La ricorrente contesta l’onere della prova a suo carico

In secondo luogo, ed è il motivo che più interessa, la donna ha dedotto la violazione e falsa applicazione degli artt. 2967 c.c, in relazione all’art. 360 comma 1 n.3 c.p.c., avendo il tribunale posto a suo carico l’onere di provare il malfunzionamento dell’apparecchio semaforico mentre, nei giudizi di opposizione a sanzione amministrativa, l’onere di provare i fatti costitutivi della pretesa sanzionatoria spetterebbe all’amministrazione.

Non solo. La donna ha asserito altresì che il Tribunale non avrebbe esteso l’applicazione del principio affermato dalla Corte Costituzionale nella sentenza n. 13/2015, relativa alla necessità di taratura dei sistemi rilevatori della velocità, anche agli strumenti elettronici come i Vista Red, che svolgono anch’essi un accertamento irripetibile e sono soggetti a variazioni periodiche dei valori misurati a causa di urti, obsolescenza o altri fattori. La ricorrente ha anche contestato il fatto che il tribunale avesse attribuito pubblica fede al verbale di accertamento, nonostante il pubblico ufficiale avesse constatato i fotogrammi in remoto. Insomma, è stato messo in discussione l’intero sistema dei T-Red.

Ma per la Cassazione tutti i motivi sono inammissibili. Secondo la Suprema Corte, il Tribunale, pur rilevando la tardività della documentazione depositata, aveva (giustamente) ritenuto che essa non incidesse sull’esito del giudizio poiché l’opponente non aveva provato il malfunzionamento del dispositivo semaforico.

 

I T-Red non sono strumenti di misurazione, non necessitano di taratura periodica

In tema di rilevazione della violazione del divieto di proseguire la marcia con impianto semaforico rosso a mezzo di apparecchiature elettroniche – spiegano gli Ermellini -, né il codice della strada né il relativo regolamento di esecuzione prevedono che il verbale di accertamento dell’infrazione debba contenere, a pena di nullità, l’attestazione che la funzionalità del singolo apparecchio impiegato sia stata sottoposta a controllo preventivo e costante durante l’uso”.

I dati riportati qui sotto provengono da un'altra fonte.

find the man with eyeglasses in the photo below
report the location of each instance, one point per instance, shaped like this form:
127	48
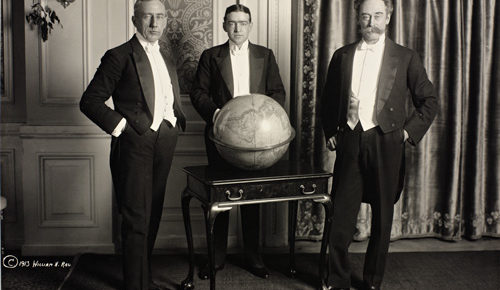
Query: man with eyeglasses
144	124
227	71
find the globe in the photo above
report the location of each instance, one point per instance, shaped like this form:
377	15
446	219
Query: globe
252	132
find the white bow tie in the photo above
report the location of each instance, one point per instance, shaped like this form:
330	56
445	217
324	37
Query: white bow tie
365	46
150	48
237	52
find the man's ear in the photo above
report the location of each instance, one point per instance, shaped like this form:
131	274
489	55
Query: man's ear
388	19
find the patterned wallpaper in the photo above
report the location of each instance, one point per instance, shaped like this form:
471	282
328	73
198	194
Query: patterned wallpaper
189	31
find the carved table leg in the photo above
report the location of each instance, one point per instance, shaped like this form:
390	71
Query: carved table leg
292	227
327	204
211	213
188	283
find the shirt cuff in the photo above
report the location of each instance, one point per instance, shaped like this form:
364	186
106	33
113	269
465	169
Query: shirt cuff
215	115
119	128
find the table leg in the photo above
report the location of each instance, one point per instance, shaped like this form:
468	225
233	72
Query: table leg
292	227
188	283
323	262
211	213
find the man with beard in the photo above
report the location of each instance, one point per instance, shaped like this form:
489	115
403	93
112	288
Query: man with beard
365	119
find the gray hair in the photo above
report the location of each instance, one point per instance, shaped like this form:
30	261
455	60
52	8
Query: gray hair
138	3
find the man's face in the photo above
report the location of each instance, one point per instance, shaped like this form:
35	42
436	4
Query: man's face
150	20
238	27
373	19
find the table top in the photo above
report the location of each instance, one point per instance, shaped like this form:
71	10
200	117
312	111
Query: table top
282	170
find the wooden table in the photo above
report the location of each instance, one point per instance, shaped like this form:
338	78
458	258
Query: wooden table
221	190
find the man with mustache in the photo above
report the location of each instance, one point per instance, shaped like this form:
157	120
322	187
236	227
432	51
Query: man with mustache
144	124
365	119
235	68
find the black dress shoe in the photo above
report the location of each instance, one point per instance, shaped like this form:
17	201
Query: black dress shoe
370	287
258	270
204	272
154	286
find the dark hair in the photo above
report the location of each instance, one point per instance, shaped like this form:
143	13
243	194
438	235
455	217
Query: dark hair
237	8
388	6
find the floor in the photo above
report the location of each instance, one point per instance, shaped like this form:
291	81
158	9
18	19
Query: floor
415	245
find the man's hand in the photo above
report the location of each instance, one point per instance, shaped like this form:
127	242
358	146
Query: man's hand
331	144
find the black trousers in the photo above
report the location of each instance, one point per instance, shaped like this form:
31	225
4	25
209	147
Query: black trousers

I giudici del Palazzaccio puntualizzano che la richiamata decisione della Corte Costituzionale n.113/2015 non è pertinente “perché riguarda le sole apparecchiature impiegate per l’accertamento delle violazione dei limiti di velocità: ne consegue che, dalla dichiarazione di illegittimità costituzionale dell’art. 45 C.d.S., comma 6 non si può trarre argomento per sostenere la sussistenza dell’obbligo di sottoporre a taratura anche che gli apparecchi T-Red, che non costituiscono strumenti di misurazione; al contrario, l’efficacia probatoria di qualsiasi strumento di rilevazione elettronica perdura sino a quando non risultino accertati, nel caso concreto, sulla base di circostanze allegate dall’opponente e debitamente provate, il difetto di costruzione, installazione o funzionalità dello strumento stesso, o situazioni comunque ostative al suo regolare funzionamento”.

Ammessa la contestazione non immediata

La Suprema Corte aggiunge anche che nel caso specifico, nel verbale di accertamento, si affermava che l’apparecchio rilevatore era stato debitamente omologato con i decreti del Ministero delle Infrastrutture e dei Trasporti, e veniva anche “correttamente” menzionato l’art. 201 comma 1 bis e 1 ter lettera b del Codice della Strada, “che esclude, in tali casi, la contestazione immediata”.

 

Il verbale di contestazione fa piena prova

Dunque, la prova della violazione è costituita “dal contenuto del verbale di contestazione, che costituisce documento fidefaciente delle circostanze constatate in remoto dall’agente accertatore; in forza dell’efficacia probatoria privilegiata dell’atto pubblico, ai sensi dell’art. 2700 c.c., il verbale di accertamento fa piena prova, fino a querela di falso, dei fatti attestati dal pubblico ufficiale come avvenuti in sua presenza, e descritti senza margini di apprezzamento, o da lui compiuti, nonché della provenienza del verbale stesso dal pubblico ufficiale, mentre sono prive di efficacia probatoria le valutazioni soggettive del verbalizzante”.

La Cassazione da atto che le risultanze di queste strumentazioni sono suscettibili di prova contraria, che però va fornita dall’opponente ed esclusivamente mediante la dimostrazione del difetto di funzionamento del dispositivo, sulla base di concrete circostanze di fatto. Dunque, ricorso respinto e multa definitivamente confermata.